Marketing today isn’t short on tools; it’s drowning in them. Disconnected platforms, stitched workflows, and AI that responds but rarely acts have turned execution into a constant grind.
Matthew Wensing, VP Product & Design of Customer.io, dives into the shift from fragmented tools to a single AI Agent with full workspace context, why memory and continuity matter more than prompts, and how Customer.io is closing the gap between intent and execution. From reimagining architecture with core primitives to introducing Goals as a new way to measure impact, Matthew lays out a system where marketing learns, compounds, and gets sharper over time.
Marketing teams everywhere spend lots of time stitching together platforms that aren't built to work together. There's a tool for each channel, a spreadsheet for results, and a separate analytics layer to make sense of it all. Customer.io has always tried to reduce that complexity, and this launch is the clearest expression yet of how far that commitment has evolved. The AI Agent is at the center because the old model (where AI responds to questions) isn't always enough anymore. We wanted one Agent with full context across your workspace. Not a drawer full of disconnected tools. One Agent that knows your business, gets smarter the more you use it, and compounds over time. And that’s exactly what we built.
The hard part wasn't the AI itself. It was actually giving the Agent real continuity. The old architecture had rigid, purpose-built tools. We replaced that with five primitives: read, write, bash, cron, and message. We did this so that the Agent could interact with Customer.io the same way a user does. However, what really separates our AI Agent from other AI tools is persistent memory. When you analyze a campaign's performance and then ask the Agent to fix the underperforming email, it already knows the full context. That continuity is rare, and the goal is that the context and impact will only compound over time and get smarter and more helpful as you continue to collaborate with it.
Today, success usually gets measured campaign by campaign. Goals actually flips that. You define an outcome once, then you can track all the campaigns that impact it. For example, let's say you set a goal of tracking conversion of new (free trial) users to a paid plan within 14 days. You connect every campaign contributing to this goal. Then, you can see the overall impact of all these combined efforts, clearly. The numerator and denominator are always visible — no mystery percentages, no confusing data. We're making tracking attribution easier and clearer than ever. What I find particularly interesting is that this isn't just a new metric or way to track success; it's a new mental model. Goals are the scoreboard. Campaigns are the levers. Before now, you couldn't see both at once. This changes how teams plan, not just how they report.
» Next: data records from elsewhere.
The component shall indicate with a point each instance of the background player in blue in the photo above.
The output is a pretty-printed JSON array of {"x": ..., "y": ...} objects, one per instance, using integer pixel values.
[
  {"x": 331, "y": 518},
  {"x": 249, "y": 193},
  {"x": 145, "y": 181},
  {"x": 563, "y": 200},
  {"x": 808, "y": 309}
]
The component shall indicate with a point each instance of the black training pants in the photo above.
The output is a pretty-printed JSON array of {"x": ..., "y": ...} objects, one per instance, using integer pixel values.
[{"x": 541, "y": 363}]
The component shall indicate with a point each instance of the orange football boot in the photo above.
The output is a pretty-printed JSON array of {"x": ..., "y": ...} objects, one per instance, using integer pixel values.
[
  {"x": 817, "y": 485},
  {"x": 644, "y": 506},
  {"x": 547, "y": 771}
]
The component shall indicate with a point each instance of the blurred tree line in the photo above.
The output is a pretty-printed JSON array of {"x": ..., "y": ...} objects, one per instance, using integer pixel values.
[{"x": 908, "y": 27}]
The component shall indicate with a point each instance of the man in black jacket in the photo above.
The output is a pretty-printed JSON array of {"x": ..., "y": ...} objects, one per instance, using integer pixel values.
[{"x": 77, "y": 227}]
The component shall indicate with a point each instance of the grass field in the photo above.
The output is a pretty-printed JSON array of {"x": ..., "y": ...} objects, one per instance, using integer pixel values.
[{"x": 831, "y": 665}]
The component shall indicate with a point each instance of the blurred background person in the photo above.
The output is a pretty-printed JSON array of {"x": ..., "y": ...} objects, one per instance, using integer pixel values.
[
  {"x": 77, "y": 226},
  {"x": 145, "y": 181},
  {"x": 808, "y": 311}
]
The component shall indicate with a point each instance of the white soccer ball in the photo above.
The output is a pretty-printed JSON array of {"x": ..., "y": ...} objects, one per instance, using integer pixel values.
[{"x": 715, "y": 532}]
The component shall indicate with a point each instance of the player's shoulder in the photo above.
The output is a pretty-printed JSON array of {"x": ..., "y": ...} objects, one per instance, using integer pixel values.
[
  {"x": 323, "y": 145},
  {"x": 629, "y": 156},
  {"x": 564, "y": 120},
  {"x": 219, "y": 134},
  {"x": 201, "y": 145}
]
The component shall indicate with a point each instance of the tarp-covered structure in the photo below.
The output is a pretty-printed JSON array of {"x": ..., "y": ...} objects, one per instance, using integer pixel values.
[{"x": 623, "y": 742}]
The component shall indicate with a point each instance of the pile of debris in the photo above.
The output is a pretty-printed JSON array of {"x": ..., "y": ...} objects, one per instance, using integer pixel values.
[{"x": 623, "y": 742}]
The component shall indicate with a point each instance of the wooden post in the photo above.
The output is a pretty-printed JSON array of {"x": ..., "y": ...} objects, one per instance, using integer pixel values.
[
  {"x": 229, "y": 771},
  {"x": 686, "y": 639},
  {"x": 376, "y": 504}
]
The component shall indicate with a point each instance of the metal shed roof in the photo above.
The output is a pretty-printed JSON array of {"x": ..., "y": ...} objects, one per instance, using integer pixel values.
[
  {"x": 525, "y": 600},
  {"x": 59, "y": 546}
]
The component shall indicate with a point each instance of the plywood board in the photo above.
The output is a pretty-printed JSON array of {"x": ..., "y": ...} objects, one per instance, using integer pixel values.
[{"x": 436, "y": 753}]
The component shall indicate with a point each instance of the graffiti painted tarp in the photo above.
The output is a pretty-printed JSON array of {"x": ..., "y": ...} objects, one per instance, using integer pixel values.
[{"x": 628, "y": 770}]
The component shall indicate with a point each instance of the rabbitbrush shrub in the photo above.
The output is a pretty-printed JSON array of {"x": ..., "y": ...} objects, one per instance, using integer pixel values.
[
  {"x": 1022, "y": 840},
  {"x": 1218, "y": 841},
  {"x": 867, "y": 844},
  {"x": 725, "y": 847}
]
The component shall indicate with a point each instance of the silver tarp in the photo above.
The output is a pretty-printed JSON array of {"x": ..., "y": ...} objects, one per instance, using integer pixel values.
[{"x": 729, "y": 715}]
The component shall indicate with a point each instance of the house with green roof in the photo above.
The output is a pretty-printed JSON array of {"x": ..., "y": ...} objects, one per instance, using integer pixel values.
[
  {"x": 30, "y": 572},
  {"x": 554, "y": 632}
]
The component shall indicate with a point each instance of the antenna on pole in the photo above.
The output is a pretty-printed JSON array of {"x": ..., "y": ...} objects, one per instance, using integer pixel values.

Previously, if you wanted AI reasoning inside a journey, you were wiring up webhooks, managing external services, handling all the failure points in between, and porting over your work from another LLM into Customer.io. LLM Actions changes this. It's a native integration. You write the prompt using Liquid (our personalization language) with variables to inject real customer and event context, define your outputs, and Customer.io handles the model call. Less setup, lower latency, fewer points of failure. The output can personalize a message or drive branching logic downstream from the prompt. Your campaigns now have a brain built in! And you didn't have to build a branch for every scenario to get there.
This is something we've wrestled with at Customer.io for a long time. How do you build a product that both a technical and non-technical marketer/user can get real value out of, without compromising either experience? With this launch, the answer came from keeping product, design, and other teams in very close conversation throughout. The UI refresh wasn't cosmetic — it was about reducing cognitive load so the underlying power doesn't feel overwhelming. Universal Search is a good example: instead of making users learn where everything lives, the workspace just becomes searchable. The Agent itself does a lot of this work, too. When you can describe what you want in plain language, and it builds the campaign, the segment, and the logic, you've removed the expertise barrier without removing any of the capability. The sophistication is still there. We just stopped requiring people to know where all the levers are before they can pull them.
Matthew Wensing is the VP of Product & Design at Customer.io. With over 20 years of experience as a founder, inventor, evangelist, and startup executive, he brings a thoughtful, user-centric approach to building tools that empower marketers and product teams alike. His deep background in product strategy and entrepreneurial leadership has shaped his ability to turn complex problems into elegant solutions.
Prior to joining Customer.io, Matthew founded several companies and held numerous product leadership roles across the startup landscape. At Customer.io, he now leads the Product and Design teams, shaping the company’s roadmap and championing innovation across the organization. Based in Austin, Texas, he enjoys balancing outdoor activities (traveling to ski!), mentoring early-stage founders, and watching their family of 6 grow up faster every day.
Customer.io is a leading AI-powered customer engagement platform designed for tech-savvy organizations to create personalized customer journeys that engage, convert, and scale. Use first-party data to send meaningful messages across all channels, including email, in-app, push, SMS, and webhooks. Today, 8,000+ brands trust their messaging needs with Customer.io. Founded in 2012, Customer.io is a globally distributed, remote-first company named one of the fastest-growing private companies on the 2025 Inc. 5000 list.